As to the NHS Redress Scheme itself, the report asks:
Are there additional ways of encouraging greater use of mediation and other alternative dispute resolution procedures?
The full report by the Chief Medical Officer 'Making Amends: a consultation paper setting out proposals for reforming the approach to clinical negligence in the NHS' is available online.
CEDR will issue a formal response to the consultation paper in the coming weeks.
CEDR (Centre for Effective Dispute Resolution) is the leader in the development of neutral-assisted dispute resolution. It is a non-profit organisation whose mission is to encourage and develop cost-effective dispute prevention and resolution of clinical negligence claims as well as commercial and public-sector disputes and in civil litigation.

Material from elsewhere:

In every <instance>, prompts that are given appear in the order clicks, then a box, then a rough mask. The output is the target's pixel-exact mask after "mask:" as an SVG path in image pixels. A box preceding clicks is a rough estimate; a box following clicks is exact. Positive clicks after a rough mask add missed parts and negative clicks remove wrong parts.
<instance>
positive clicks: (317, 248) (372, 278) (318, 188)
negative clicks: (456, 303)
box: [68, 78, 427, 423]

The second phase of CEDR's joint project with AVMA and NHSLA to develop the use of mediation in clinical disputes (as mentioned in the CMO's report) is expected to start shortly and will involve the implementation of findings from the first phase of the project, including advanced accreditation for clinical negligence mediators, training for lawyer representatives and pre-process review services.
CEDR Solve, (CEDR's dispute resolution service) is the UK's leading commercial mediation provider, at the forefront of service design and delivery in the personal injury and clinical negligence sectors. Clinical negligence is one of CEDR Solve's fastest growing sectors, with over 100 per cent increase in referrals from 2001 to 2002. Recent cases include the Alder Hey retained organs litigation, the largest single clinical negligence settlement to date (as referred to on page 38 of the report), and a wide range of claims of all values in all parts of the country, utilising mediators with broad experience of such claims.